Re: [PATCH v2] mm/page_io: fix PSWPIN undercount for large folios in sio_read_complete()

From: Barry Song

Date: Wed Apr 01 2026 - 16:25:10 EST


On Wed, Apr 1, 2026 at 3:10 PM David CARLIER <devnexen@xxxxxxxxx> wrote:
>
> On Tue, 31 Mar 2026 at 23:33, Barry Song <21cnbao@xxxxxxxxx> wrote:
> >
> > On Mon, Mar 30, 2026 at 3:12 PM David Carlier <devnexen@xxxxxxxxx> wrote:
> > >
> > > sio_read_complete() uses sio->pages to account global PSWPIN vm events,
> > > but sio->pages tracks the number of bvec entries (folios), not base
> > > pages. For large folios this undercounts compared to the per-memcg path
> > > which correctly uses folio_nr_pages(), and compared to the bdev read
> > > paths which also use folio_nr_pages().
> > >
> > > Use sio->len >> PAGE_SHIFT instead, which gives the correct base page
> > > count since sio->len is accumulated via folio_size(folio).
> > >
> > > Fixes: a1a0dfd56f97 ("mm: handle THP in swap_*page_fs()")
> > > Signed-off-by: David Carlier <devnexen@xxxxxxxxx>
> >
> > The patch seems theoretically correct, but I’m wondering
> > where we can swap in mTHP for filesystem-based swap?
> >
> > In both do_swap_page() and shmem_swapin_folio(), we check
> > data_race(si->flags & SWP_SYNCHRONOUS_IO) before allocating
> > large folios. Am I missing something?
>
> ▎ The patch seems theoretically correct, but I'm wondering
> ▎ where we can swap in mTHP for filesystem-based swap?
>
> ▎ In both do_swap_page() and shmem_swapin_folio(), we check
> ▎ data_race(si->flags & SWP_SYNCHRONOUS_IO) before allocating
> ▎ large folios.
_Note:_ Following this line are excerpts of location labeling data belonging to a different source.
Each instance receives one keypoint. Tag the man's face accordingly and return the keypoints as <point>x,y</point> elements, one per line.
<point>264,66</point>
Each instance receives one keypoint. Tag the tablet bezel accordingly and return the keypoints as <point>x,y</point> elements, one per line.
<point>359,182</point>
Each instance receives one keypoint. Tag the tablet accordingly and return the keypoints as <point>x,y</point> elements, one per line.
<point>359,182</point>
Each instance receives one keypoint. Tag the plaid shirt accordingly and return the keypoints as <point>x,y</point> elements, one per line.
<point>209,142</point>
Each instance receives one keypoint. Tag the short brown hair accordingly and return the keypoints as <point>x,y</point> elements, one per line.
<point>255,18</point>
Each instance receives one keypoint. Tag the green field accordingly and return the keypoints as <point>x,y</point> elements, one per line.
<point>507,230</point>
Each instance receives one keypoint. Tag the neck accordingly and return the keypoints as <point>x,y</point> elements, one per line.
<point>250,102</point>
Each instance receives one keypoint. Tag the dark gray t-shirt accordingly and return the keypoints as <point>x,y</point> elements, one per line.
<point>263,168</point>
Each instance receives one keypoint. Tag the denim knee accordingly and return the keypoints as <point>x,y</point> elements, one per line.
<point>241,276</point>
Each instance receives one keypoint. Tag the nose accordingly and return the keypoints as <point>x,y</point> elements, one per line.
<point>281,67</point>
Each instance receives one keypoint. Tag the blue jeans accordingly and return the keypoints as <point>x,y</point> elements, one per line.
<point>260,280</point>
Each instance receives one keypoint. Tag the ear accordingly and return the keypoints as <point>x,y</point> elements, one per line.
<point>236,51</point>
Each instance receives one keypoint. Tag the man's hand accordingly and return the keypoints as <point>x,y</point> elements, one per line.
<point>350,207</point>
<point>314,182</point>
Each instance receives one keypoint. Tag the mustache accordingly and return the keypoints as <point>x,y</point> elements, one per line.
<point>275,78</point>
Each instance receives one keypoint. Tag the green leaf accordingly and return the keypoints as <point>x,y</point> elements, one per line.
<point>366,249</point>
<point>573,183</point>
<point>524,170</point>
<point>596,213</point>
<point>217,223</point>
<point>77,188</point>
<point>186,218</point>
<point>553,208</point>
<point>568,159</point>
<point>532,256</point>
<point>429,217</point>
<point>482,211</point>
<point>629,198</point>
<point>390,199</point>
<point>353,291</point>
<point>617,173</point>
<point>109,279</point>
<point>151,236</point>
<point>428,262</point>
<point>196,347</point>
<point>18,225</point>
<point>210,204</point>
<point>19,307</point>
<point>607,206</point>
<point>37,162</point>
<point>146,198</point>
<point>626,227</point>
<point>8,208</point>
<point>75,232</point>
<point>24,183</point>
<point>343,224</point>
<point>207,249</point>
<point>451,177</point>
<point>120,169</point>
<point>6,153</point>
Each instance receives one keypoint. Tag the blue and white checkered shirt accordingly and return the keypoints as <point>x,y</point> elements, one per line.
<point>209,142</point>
Am I missing something?
>
> You're right, I missed that. SWP_FS_OPS is only set by NFS and
> SMB which have no bdev, so SWP_SYNCHRONOUS_IO can never be set
> alongside it. Large folios can't currently reach this path since
> both do_swap_page() and shmem_swapin_folio() gate mTHP allocation
> on SWP_SYNCHRONOUS_IO.
>
> That said, sio_read_complete() already calls count_mthp_stat()
> and the per-memcg accounting uses folio_nr_pages(), so the code
> seems written with large folios in mind even if the path is
> currently unreachable. Using sio->pages (bvec entry count) for
> a base-page count is still semantically wrong, but I understand
> the practical impact is nil today.
>
> Happy to either drop this or keep it as a correctness cleanup,
> whatever you and Andrew prefer.
>

The patch looks correct, so I’d personally support keeping it
after cleaning up the description, as David suggested.

Best Regards
Barry